Pain, when it comes to yoga practice always presents itself as a topic of inquiry that leads to endless debates and opinions. What is a safe yoga practice? Is it normal to be experiencing pain during or after a yoga practice? Does the presence of pain indicate injury? and if so, does it mean that yoga should not be practiced at all?
A widely consulted physiotherapist and an advocate of myofascial trigger points in Mysore whom I had met and learned a few things from during my last trip addressed the last question succinctly – “Yoga in and of itself does not lead to injury, it is the individual that comes to the practice with his or her own pre-existing conditions, imbalances and tightness without first being aware of these that leads one to eventually experience some level of pain and injury”
I have always approached my yoga practice with a lot of awareness to a point sometimes it borders toward cautious rather than trusting the process itself. My belief was pain during and after practice is unnecessary. These feelings are meant to be heeded by easing off or backing off, resting during periods of prolonged pain until it subsides before resuming your daily practice ultimately acknowledging and honouring the sensations and the limitations of your body.
My views on this however are changing. The more I begin to observe the 6 times weekly practice, the more I talk to other practicing Ashtangis and their own experienced challenges in the practice, and as I begin to lay down my hands on more texts, opinions and views of long-term authorized and certified Ashtangis, there is another worldview that is opening up to me of this thing we call pain.
Gregory Maehle even has different categorisations to pain of which I feel could be information that is largely hard to digest and wrap the head around for those without a consistent yoga practice. This week I have somehow managed to end up with a persistent pain on the left shoulders – the palm sized area around the infraspinatus and somehow, i don’t know how this is even possible, a sensation that wraps around from behind to the front pectoralis. My suspicion is leaning towards rushed chaturangas, falling out of the correct alignment in an effort to maintain breath to movement and a botched, i’m-still-working-on-it chakrasanas.
In the past 2 days it has greatly intensified perpetuated by the fact that I still have to demonstrate these poses in my own classes that I lead. For the first time in all these years of practicing various systems of yoga asanas, I have decided to show up on my mat, however intense the sensation is. Mostly out of curiosity, like volunteering myself as the lab-rat to my own experiment on my mat. What happens if I allow myself to move through the pain instead of identifying with it and cooling off for a few days? What if this is an opportunity to turn inwards further and refine my own understanding of body awareness and limitations?
Before everything else though, there is a clear disclaimer here that I draw the line on the above approach only to myself. And under no circumstance would I ever push such ideals, or even worse my own curiosities to other people who are new to the practice or anyone that comes to me to learn yoga asanas.
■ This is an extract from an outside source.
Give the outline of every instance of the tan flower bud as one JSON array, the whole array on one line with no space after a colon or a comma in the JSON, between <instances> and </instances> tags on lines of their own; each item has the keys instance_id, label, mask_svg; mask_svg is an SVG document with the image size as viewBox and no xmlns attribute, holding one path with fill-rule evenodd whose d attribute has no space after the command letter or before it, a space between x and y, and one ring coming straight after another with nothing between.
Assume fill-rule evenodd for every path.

These are obviously just my own pondering of which I have yet or ever will draw any clear conclusions from.
And so it is, this idea of moving through the pain rather than just sitting with it. Yesterday’s practice was horrible. Today’s painful. Let’s not even talk about how many times I woke up throughout the night every time I needed to turn or move. It is humbling to be assisted into postures that I have never needed help in. Even more interesting to coax past the initial body’s reaction to tense up at the first tinge of pain. And yet the most surprising discovery out of the last 2 days was that my headstand was lighter, less cautious and that much more stable. Perhaps it is the heightened awareness to move through my chaturangas, sometimes modified, sometimes slower, to skip the jump backs and jump throughs and take the beginners version. (And I believe this is where the grey area lies between introducing modifications to minimise further aggravation of those irritated muscles and tendons, or bulldozing your way through the pain with complete disregard of what the heck it is you are actually doing to your body). Perhaps it is the energy reserved through less jump backs and jump throughs that gives me enough at the end of the practice to almost effortlessly come up (to stay up is another story by the way).
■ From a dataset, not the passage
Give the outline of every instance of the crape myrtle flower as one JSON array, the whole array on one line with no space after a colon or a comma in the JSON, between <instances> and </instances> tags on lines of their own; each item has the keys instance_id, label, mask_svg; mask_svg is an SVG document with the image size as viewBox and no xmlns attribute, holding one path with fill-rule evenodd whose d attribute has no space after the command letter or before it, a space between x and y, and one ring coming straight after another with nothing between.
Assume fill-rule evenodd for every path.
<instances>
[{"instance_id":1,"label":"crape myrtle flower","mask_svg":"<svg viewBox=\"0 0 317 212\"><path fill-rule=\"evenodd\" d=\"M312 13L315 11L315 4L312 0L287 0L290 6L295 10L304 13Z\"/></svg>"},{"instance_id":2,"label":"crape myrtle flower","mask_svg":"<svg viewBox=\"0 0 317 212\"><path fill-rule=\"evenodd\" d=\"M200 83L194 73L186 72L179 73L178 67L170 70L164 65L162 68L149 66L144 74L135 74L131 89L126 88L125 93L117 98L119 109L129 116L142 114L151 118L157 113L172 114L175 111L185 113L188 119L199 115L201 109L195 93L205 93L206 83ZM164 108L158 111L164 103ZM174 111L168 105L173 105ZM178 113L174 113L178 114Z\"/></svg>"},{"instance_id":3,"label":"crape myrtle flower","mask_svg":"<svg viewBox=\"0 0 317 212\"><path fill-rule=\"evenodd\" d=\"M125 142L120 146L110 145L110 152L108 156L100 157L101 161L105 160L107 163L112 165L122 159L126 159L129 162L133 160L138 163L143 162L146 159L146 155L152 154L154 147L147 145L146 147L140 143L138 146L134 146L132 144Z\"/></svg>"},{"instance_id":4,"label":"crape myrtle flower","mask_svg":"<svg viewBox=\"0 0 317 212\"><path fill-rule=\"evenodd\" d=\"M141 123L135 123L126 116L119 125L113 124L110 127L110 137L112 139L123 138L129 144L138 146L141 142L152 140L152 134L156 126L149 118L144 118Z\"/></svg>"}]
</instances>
But it occurred to me that pain and ease are really two sides of the same coin. I love the Quranic verse that says “Verily, with every hardship there is ease” (94:5) In its simplest form what is implied is that ease comes after hardship. But what if they both exist together, at the same time? And without one, the other cannot be experienced? Or that both are meant to be experienced together? That verse used to imply hope, the temporality of what is, the idea of ‘this too shall pass’. But today I am awarded with a different perspective. Sitting with it implies stagnancy, moving through it on the other hand implies quite the opposite. Moving through the discomfort of pain allows for lightness to be experienced, and when it comes it is that much sweeter.